Ich schälte Kartoffeln, Aloo. Ich hörte ein Interview mit dem britisch-palästinensischen Chirurgen Ghassan Abu-Sittah, über den die Deutschen, nachdem er mit Ermittlern des Internationalen Strafgerichtshof in Den Haag gesprochen hatte, Einreiseverbot in den Schengen-Raum verhängt hatten. Dann kam ein Interview mit dem griechischen Politiker Yanis Varoufakis, über den die Deutschen ein Einreiseverbot verhängt hatten, weil er auf dem „Palästina-Kongress“ sprechen wollte, den die Deutschen verboten hatten. YouTube schob mich weiter zu einem Werner-Herzog-Interview mit Piers Morgan, über den die Deutschen noch kein Einreiseverbot verhängt hatten.
„Was hatte das denn schon wieder miteinander zu tun?“, klagte ich den Algorithmus an.
„Mit wem sprichst du?“
Tanita stand plötzlich in ihrer Küche.
„Ich?“
Wir sahen Piers Morgan in seine runden Augen. „Was ist das für ein Nazischeiß?“, sagte sie und nahm mir den Sparschäler aus der Hand.

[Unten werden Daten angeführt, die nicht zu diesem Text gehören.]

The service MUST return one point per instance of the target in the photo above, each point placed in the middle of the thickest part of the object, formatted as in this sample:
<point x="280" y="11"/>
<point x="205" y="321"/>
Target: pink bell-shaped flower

„Hilfe“, sagte ich. Ich spürte meinen Körper nicht mehr.
„Der Pinguin“, sagte Tanita, als sie die Stimme von Werner Herzog hörte.
„Ich weiß nicht, wie … “, sagte ich.
„I can give you a hint“, sagte Werner Herzog plötzlich: „A bengal filmmaker in the 1950 Satyajit Ray, who made the so called Apu Trilogy, a boy growing up in rural india, in a village.“
„Ich muss los“, rief ich.
„Ja“, sagte Tanita, die mich sehr gut kennt und weiß, was passiert, wenn ich wieder denke, dass ich Signale aus dem Universum empfange. Ich gab ihr die seltsam quadratische Thomy-Sauce-Hollondaise- Tüte in die Hand und ließ alles stehen und liegen.
„Wir sehen uns“, sagte sie und machte einen Militär-Salut.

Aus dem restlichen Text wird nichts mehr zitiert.